Top Turkish court: Disciplinary penalties violated Peace Academics' rights
Turkey's Constitutional Court has ruled that universities had violated the rights of several academics by giving them disciplinary penalties for signing a petition called “We will not be a party to this crime” in 2016. The top court ordered the state to pay 10,000-13,000 liras in compensation to the academics known as "Academics for Peace."
Turkey's Constitutional Court has ruled that the disciplinary penalties given by universities to members of the Academics for Peace -- a group who have been dismissed from their university jobs through statutory decrees after signing a 2016 petition -- had violated their right to freedom of speech and expression.
This is the second time that the top court ruled a violation of rights for the academics. Accordingly, the court ordered authorities to pay the academics between 10,000-13,000 liras in non-pecuniary damages.

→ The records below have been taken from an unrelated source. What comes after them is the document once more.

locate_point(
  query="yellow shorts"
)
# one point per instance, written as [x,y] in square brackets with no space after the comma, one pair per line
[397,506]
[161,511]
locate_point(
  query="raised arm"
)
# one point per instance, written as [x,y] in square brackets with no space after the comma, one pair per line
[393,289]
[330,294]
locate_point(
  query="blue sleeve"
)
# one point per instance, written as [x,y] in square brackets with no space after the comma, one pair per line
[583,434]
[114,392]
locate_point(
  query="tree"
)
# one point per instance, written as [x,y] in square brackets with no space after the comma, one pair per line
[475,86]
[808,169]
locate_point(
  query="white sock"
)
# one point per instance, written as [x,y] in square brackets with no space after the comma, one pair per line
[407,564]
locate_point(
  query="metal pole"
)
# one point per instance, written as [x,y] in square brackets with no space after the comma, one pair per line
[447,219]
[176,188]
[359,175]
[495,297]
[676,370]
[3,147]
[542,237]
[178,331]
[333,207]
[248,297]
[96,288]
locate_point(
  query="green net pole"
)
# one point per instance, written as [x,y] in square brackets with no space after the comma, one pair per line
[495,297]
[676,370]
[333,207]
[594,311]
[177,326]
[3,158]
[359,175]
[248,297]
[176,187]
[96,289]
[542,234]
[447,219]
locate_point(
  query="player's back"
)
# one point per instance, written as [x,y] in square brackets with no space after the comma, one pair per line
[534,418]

The top court's decision was taken by unanimous vote and among its signatories was Judge İrfan Fidan, who had launched an investigation into 733 Academics for Peace when he was serving as the Istanbul deputy chief prosecutor.

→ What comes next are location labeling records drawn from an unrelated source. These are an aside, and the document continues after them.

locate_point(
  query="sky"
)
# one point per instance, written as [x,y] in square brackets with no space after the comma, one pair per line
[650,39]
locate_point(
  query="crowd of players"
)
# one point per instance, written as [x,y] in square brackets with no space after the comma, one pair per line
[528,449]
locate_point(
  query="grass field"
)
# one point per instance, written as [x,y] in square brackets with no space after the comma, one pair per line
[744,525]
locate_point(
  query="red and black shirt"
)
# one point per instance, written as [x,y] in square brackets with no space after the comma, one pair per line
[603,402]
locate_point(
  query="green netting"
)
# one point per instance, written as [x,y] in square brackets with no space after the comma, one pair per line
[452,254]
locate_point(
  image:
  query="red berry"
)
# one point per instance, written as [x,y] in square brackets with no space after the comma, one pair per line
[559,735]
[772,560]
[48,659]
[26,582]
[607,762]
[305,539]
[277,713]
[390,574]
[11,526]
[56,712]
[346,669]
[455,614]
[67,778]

Over 1,000 academics signed the petition called “We will not be a party to this crime” in early 2016 to urge the government to cease its military operations in the country’s Kurdish majority southeast, where days-long curfews and military conflict were devastating locals.
Often called the "Academics for Peace," the petition's signatories were later tried on terrorism charges and were fired from their posts by government decrees adopted within the framework of the state of emergency declared in the aftermath of the failed July 15, 2016 coup attempt.
On 26 July 2019, in a landmark decision, the Constitutional Court ruled that criminal charges against the academics violated their constitutional right. Yet, as of today, despite the dropping of the criminal charges, none of the signatories of the petition has been returned to their jobs in academia.